---



LORA START/ we begin from a bert checkpoint.

In [None]:
class LORALinear(nn.Module):
  def __init__(self, base_linear: nn.Linear, r = 8, alpha = 16, dropout = 0.1):
    super().__init__()
    assert isinstance(base_linear, nn.Linear)

    self.in_features  = base_linear.in_features
    self.out_features = base_linear.out_features
    self.r = r
    self.alpha = alpha
    self.scaling = alpha / r

    # tie to base weights (don’t copy, just reference)
    self.weight = base_linear.weight
    self.bias   = base_linear.bias
    for p in (self.weight, self.bias):
        if p is not None:
            p.requires_grad = False
    #!!!The new LoRA params (A, B) will default to CPU, but your backbone is on GPU → device mismatch at runtime.
    dev = self.weight.device
    self.A = nn.Parameter(torch.empty(r, self.in_features, device=dev))
    self.B = nn.Parameter(torch.zeros(self.out_features, r, device=dev))
    nn.init.kaiming_uniform_(self.A, a=math.sqrt(5))  # B stays zero → starts as identity update

    self.dropout = nn.Dropout(dropout) if dropout and dropout > 0 else nn.Identity()

  def forward(self, x):
      base  = F.linear(x, self.weight, self.bias)   # [..., out] # x @ W0^T + b
      delta = F.linear(self.dropout(x), self.A)     # [..., r]   # x @ A^T
      delta = F.linear(delta, self.B)               # [..., out] # (x @ A^T) @ B^T
      return base + self.scaling * delta


In [None]:
#bert_model → your trained BERT backbone (the full PyTorch module).

#r → LoRA rank (low-rank dimension). Controls how much compression you get.

#alpha → LoRA scaling factor (often set to be ≥ r, helps preserve magnitude).

#lora_dropout → dropout applied to the A matrix input in LoRA.
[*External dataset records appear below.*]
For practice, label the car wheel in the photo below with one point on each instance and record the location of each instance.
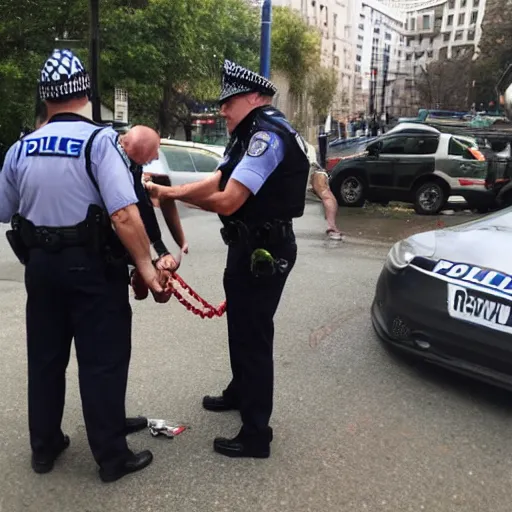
(506, 199)
(430, 198)
(350, 190)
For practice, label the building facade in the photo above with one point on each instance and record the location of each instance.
(333, 18)
(435, 29)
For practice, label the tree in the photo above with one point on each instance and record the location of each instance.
(321, 91)
(446, 84)
(295, 47)
(495, 50)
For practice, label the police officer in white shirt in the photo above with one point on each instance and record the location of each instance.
(64, 192)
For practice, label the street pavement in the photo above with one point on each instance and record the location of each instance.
(355, 427)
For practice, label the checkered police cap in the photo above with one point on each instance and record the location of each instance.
(239, 80)
(63, 77)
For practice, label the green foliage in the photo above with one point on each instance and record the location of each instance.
(446, 84)
(322, 90)
(295, 47)
(168, 54)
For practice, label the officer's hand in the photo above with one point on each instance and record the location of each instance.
(164, 296)
(153, 278)
(168, 262)
(154, 190)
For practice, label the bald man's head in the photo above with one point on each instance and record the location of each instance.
(141, 144)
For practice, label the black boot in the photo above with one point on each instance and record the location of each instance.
(219, 404)
(44, 463)
(135, 424)
(135, 462)
(245, 445)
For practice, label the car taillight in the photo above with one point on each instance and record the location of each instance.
(467, 182)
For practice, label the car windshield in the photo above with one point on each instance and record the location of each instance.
(159, 166)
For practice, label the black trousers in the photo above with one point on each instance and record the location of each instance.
(74, 294)
(251, 305)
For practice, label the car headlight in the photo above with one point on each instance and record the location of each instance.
(403, 252)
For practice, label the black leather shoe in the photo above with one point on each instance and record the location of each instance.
(135, 424)
(135, 462)
(218, 404)
(244, 446)
(44, 463)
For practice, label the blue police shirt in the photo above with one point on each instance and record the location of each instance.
(44, 176)
(265, 152)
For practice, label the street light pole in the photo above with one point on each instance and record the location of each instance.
(266, 30)
(94, 54)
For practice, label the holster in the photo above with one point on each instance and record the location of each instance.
(15, 241)
(261, 235)
(94, 233)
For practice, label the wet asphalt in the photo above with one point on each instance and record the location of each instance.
(356, 428)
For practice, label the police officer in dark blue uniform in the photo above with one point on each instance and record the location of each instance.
(257, 191)
(64, 191)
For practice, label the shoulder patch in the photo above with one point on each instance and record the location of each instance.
(122, 152)
(259, 144)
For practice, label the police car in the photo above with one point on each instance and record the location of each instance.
(446, 296)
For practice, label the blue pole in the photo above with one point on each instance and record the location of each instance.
(266, 30)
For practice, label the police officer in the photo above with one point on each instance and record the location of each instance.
(69, 190)
(257, 191)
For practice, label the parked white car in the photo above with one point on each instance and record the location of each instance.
(188, 162)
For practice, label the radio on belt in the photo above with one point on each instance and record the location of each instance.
(162, 427)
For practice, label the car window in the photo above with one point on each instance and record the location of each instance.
(178, 158)
(158, 166)
(421, 145)
(458, 147)
(204, 161)
(393, 145)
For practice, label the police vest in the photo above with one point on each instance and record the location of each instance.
(282, 196)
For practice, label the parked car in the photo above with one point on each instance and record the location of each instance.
(190, 161)
(417, 165)
(445, 296)
(159, 170)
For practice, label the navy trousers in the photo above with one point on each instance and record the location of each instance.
(75, 294)
(251, 305)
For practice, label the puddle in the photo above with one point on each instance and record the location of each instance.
(396, 221)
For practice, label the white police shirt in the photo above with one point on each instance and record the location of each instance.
(44, 176)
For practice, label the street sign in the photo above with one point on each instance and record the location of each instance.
(121, 105)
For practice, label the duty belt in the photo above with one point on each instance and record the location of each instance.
(270, 233)
(54, 239)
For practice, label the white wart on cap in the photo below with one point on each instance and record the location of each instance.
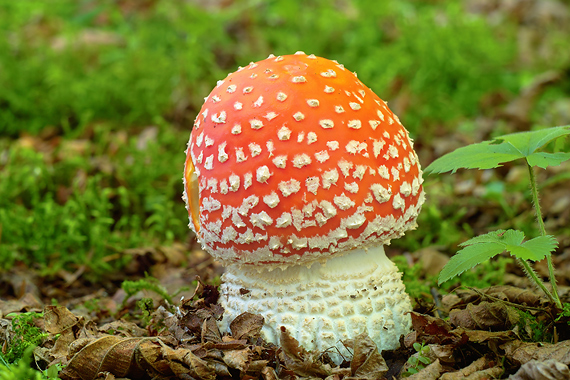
(293, 163)
(294, 160)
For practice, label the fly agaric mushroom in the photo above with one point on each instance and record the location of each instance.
(296, 176)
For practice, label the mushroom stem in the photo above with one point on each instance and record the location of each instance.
(324, 304)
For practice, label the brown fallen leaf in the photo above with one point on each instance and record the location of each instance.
(300, 361)
(477, 367)
(522, 352)
(495, 316)
(107, 354)
(238, 359)
(430, 372)
(431, 330)
(496, 337)
(28, 302)
(246, 326)
(366, 363)
(547, 370)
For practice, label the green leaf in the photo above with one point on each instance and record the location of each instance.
(506, 148)
(543, 159)
(487, 246)
(528, 142)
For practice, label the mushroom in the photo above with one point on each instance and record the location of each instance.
(296, 176)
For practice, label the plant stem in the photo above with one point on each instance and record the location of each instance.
(535, 201)
(532, 275)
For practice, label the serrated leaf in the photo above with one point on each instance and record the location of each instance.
(543, 159)
(528, 142)
(468, 258)
(541, 246)
(482, 155)
(484, 247)
(508, 237)
(506, 148)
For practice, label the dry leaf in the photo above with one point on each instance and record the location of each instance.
(246, 326)
(238, 359)
(366, 363)
(27, 303)
(547, 370)
(431, 330)
(522, 352)
(298, 360)
(484, 316)
(477, 366)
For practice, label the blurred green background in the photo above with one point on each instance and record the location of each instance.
(97, 100)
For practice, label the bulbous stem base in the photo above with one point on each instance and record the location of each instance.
(324, 304)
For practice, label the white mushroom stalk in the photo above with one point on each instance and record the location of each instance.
(324, 304)
(296, 176)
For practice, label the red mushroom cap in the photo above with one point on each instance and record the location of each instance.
(293, 159)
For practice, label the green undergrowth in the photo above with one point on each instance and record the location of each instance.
(419, 285)
(95, 60)
(113, 193)
(16, 357)
(92, 182)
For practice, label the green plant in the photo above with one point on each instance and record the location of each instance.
(147, 283)
(491, 154)
(532, 329)
(418, 286)
(418, 361)
(26, 335)
(23, 369)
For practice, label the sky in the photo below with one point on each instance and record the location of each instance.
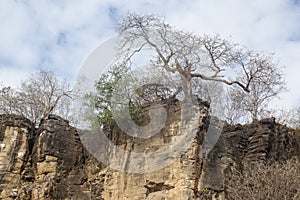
(59, 35)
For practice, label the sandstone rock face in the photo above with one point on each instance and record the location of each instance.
(50, 162)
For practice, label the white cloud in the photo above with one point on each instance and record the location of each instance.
(59, 35)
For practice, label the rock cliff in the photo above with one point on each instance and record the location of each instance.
(50, 162)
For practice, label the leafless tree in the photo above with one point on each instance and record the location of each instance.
(206, 57)
(265, 81)
(39, 96)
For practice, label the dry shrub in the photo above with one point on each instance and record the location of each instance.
(258, 181)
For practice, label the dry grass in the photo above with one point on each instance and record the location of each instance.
(266, 182)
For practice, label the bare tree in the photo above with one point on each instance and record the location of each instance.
(267, 82)
(190, 56)
(38, 97)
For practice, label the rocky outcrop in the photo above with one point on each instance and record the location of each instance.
(50, 162)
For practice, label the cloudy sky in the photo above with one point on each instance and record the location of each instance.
(58, 35)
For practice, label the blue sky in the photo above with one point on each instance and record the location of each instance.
(59, 35)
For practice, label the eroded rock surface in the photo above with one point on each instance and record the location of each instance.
(50, 162)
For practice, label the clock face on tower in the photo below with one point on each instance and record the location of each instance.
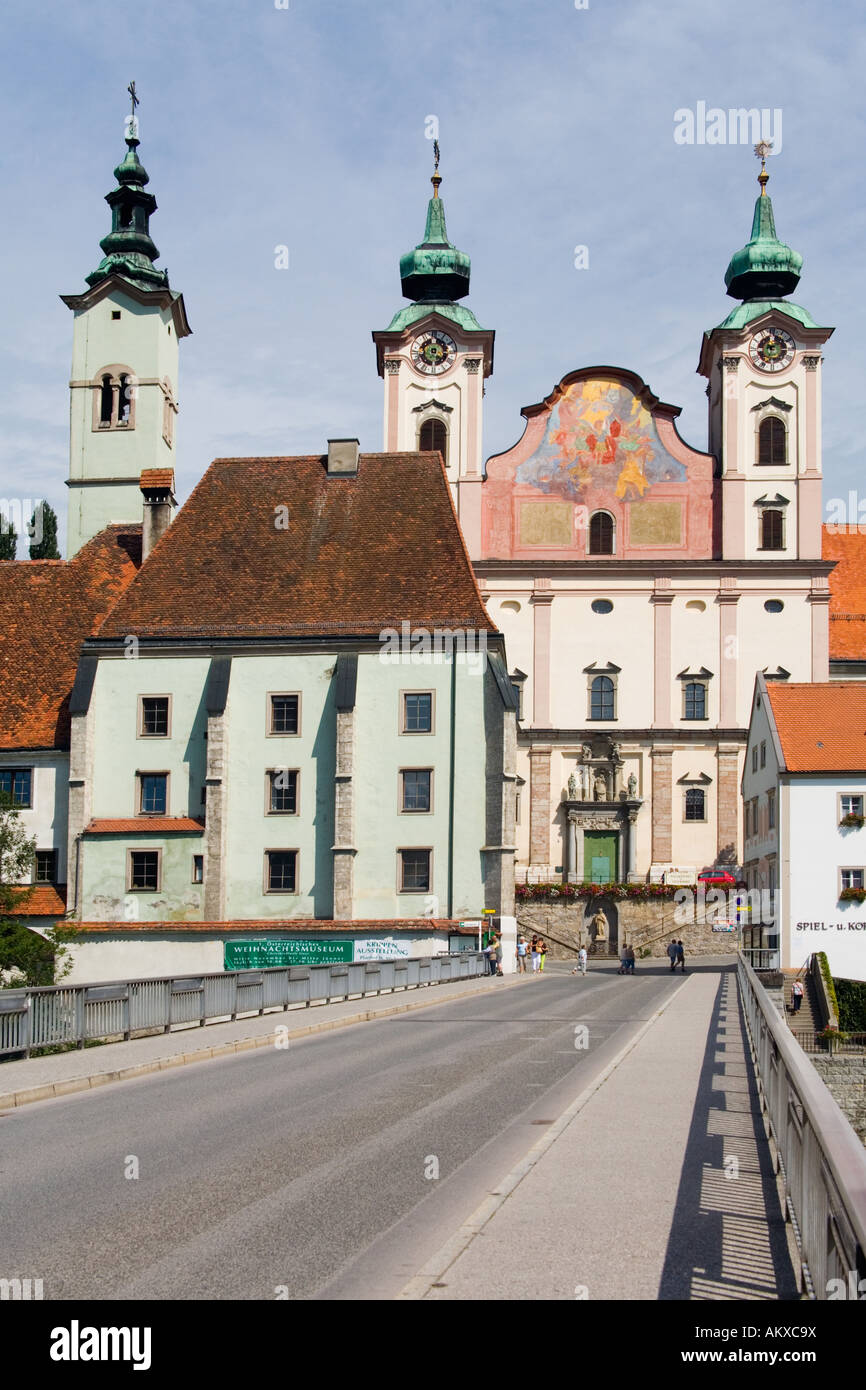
(772, 349)
(433, 353)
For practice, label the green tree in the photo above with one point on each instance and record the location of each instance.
(43, 530)
(38, 958)
(9, 538)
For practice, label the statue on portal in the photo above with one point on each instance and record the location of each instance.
(599, 925)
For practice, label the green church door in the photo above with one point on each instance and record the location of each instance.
(599, 855)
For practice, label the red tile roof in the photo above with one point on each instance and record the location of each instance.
(46, 610)
(309, 926)
(357, 553)
(45, 900)
(822, 727)
(847, 591)
(145, 824)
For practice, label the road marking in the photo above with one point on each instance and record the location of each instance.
(437, 1266)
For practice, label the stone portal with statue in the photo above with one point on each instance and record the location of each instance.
(601, 811)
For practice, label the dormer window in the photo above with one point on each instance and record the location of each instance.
(772, 442)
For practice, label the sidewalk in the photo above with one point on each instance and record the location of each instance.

#targets → names of the nn.Linear submodules inside attention blocks that we want to replace with LoRA versions. Here it’s "query" and "value".
def add_lora(bert, r=8, alpha=16, lora_dropout=0.1, targets=("query","value")):
  replaced = 0 #keeps track of how many layers we successfully injected LoRA into
  #.modules() → iterates over all submodules in bert_model, including nested ones.
  for module in bert.modules():
    if isinstance(module, MultiHeadSelfAttention):
      for name in targets:
        #For each target name (by default "query" and "value"), we’ll:
        #Grab that nn.Linear layer from the attention module.
        #Wrap it with LoRA.
        base = getattr(module, name) #dynamically fetch the attribute with the given name ("query" or "value") from the attention module.
        #For example, if the attention block has:
        #self.query = nn.Linear(hidden_size, hidden_size)
        #self.value = nn.Linear(hidden_size, hidden_size)
        #getattr(module, "query") → that Linear layer.
        #getattr(module, "value") → that Linear layer.
        wrapped = LORALinear(base, r=r, alpha=alpha,dropout = lora_dropout)
        #Creates a new LoRA-wrapped linear layer.

        #The base layer’s weights are frozen inside the LoRALinear wrapper.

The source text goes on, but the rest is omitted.